It is the time for celebration in the world of nature lovers!
A new report concluded that nearly 6 million Adélie penguins, almost 4 million more than the previous estimates, live in the icy continent of Antarctica.
Till now scientists used to count the number of breeding pairs of Adélie penguins to count their numbers implying that non-breeding pairs were left out.
Louise Emmerson, a seabird ecologist, said:
Non-breeding birds are harder to count because they are out foraging at sea, rather than nesting in colonies on land.
The new research was carried out using a series of aerial and ground surveys along with automated image cameras to collect the accurate population of the penguins on the continent. Higher number of these birds are a cause for celebration as the numbers project a real picture of how these birds are multiplying.

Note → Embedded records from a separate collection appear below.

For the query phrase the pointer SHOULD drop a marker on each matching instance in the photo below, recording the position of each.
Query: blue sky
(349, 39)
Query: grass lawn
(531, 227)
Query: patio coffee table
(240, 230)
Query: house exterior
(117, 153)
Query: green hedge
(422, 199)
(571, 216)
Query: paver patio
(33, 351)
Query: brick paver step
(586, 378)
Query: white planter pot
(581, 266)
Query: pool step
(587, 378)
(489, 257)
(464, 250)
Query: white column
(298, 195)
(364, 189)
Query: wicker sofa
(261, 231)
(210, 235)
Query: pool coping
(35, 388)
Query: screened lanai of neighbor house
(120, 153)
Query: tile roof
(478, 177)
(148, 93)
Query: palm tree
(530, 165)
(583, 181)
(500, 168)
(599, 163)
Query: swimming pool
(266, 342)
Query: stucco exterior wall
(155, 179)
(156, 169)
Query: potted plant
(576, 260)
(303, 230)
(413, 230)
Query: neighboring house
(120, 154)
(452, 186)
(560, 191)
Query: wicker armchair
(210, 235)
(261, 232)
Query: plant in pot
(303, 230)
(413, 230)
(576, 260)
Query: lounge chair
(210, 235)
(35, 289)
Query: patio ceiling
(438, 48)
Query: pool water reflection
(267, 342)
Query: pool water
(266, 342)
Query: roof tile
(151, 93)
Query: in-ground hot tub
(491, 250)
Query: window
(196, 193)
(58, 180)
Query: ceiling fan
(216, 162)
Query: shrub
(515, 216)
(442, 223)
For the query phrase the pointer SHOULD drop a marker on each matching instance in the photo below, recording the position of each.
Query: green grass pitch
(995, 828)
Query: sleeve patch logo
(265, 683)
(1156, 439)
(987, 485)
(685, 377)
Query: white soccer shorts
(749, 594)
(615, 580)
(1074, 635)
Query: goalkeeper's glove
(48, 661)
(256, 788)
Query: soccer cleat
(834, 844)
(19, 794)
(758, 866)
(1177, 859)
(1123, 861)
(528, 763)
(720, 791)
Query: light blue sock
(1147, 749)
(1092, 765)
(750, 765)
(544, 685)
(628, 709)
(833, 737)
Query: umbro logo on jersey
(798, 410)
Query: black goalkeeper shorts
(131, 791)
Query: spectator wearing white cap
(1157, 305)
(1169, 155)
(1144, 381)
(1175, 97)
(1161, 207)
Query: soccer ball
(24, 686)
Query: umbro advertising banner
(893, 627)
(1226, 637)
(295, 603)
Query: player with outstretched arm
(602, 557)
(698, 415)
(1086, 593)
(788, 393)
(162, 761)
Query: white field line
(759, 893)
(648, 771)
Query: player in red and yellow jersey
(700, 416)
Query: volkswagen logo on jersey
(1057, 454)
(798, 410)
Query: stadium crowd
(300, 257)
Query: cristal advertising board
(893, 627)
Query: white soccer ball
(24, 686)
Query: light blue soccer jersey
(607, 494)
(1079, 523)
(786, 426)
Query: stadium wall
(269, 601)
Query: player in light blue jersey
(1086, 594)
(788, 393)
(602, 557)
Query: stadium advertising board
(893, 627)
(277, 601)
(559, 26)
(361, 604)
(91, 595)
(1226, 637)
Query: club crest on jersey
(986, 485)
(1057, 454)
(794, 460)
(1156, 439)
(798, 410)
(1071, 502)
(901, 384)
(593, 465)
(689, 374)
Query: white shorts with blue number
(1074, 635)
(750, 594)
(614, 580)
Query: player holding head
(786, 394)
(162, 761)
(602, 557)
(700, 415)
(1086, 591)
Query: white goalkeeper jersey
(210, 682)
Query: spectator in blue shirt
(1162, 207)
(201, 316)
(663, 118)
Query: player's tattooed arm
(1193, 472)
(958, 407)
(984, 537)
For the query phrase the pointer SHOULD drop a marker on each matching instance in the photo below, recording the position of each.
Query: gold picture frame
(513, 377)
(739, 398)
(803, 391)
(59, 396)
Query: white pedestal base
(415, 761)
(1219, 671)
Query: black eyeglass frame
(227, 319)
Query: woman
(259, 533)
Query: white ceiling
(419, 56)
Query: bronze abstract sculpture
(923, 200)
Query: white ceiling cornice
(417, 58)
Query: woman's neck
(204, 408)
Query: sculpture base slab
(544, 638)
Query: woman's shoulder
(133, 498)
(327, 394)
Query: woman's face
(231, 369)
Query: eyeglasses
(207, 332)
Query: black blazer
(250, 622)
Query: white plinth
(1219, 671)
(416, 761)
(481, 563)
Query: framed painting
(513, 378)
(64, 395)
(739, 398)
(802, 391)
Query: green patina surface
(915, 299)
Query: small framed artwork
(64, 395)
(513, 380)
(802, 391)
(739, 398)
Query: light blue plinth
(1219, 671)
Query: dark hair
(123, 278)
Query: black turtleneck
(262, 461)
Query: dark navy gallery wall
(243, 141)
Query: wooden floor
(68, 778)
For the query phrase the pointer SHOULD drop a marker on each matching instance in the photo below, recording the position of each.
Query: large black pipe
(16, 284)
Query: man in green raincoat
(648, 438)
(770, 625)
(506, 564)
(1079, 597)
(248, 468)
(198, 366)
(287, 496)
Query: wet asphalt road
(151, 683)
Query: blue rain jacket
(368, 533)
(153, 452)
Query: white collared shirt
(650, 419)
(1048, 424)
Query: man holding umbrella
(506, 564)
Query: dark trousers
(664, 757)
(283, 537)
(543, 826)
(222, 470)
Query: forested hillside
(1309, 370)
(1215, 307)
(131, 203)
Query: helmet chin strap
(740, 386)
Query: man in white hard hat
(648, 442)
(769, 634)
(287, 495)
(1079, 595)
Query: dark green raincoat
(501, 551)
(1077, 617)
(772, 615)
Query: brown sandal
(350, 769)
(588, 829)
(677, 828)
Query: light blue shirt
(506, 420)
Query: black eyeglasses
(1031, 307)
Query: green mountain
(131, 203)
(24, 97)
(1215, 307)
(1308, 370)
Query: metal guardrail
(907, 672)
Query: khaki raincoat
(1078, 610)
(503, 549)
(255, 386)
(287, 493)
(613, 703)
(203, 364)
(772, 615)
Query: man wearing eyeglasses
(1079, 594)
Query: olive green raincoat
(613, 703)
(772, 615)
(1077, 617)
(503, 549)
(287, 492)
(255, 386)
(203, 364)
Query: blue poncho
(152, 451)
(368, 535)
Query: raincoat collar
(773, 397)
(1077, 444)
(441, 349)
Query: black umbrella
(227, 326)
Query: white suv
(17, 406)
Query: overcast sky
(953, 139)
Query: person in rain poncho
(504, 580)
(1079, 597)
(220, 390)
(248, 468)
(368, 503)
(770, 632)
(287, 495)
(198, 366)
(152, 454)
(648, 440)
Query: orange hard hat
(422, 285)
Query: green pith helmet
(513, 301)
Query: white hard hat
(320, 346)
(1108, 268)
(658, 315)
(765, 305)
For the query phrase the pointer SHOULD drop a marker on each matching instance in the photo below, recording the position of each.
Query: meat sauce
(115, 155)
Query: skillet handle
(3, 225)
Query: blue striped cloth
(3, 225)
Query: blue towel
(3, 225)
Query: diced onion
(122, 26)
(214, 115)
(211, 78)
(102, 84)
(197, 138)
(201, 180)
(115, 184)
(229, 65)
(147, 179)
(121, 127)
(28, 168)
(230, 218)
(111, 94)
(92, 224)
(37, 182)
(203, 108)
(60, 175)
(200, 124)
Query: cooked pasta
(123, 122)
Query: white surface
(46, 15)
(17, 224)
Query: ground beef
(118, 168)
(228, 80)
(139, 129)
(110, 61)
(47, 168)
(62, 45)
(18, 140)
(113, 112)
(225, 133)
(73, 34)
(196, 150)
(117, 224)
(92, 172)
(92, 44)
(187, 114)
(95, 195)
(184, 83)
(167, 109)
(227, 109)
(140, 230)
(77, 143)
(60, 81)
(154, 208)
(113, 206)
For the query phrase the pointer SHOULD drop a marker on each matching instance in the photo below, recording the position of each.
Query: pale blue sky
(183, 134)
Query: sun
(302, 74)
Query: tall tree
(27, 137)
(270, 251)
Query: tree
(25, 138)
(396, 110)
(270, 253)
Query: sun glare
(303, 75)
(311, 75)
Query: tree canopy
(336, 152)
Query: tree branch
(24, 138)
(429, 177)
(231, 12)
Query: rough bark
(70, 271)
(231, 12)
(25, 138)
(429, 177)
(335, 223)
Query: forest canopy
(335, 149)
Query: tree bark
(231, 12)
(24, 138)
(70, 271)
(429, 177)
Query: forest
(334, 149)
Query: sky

However, this has also become a cause for concern as Adélie penguins nest on ice-free rocks during the summer months of October to February. These areas are also utilised by camping scientists to be closer to resupply ships. It is believed that more than a million birds breed within 12 miles from the research station.
Colin Southwell, another seabird ecologist, said:
“By identifying significant penguin breeding populations near stations, we can better identify which areas may need enhanced protection into the future.”
Antarctica is bearing the brunt of global warming and climate change. The ice is melting rapidly, thereby posing a threat to the eggs and the adult population of penguins. Warming of the continent leads to rainfall and premature ice melting during the breeding season. Puddles so formed can cause hypothermia for young penguin chicks who are yet to develop water-resistant feathers.
A research by the University of Delaware concluded that more than half of the current Adélie habitat could be unsuitable for penguin colonies by the end of the century.
Even though the new report paints a happy picture for Adélie Penguins in the continent, the Palmer Research Station in Antarctica has witnessed an 80 percent decline in the population over the last 30 years. And that’s something to worry about.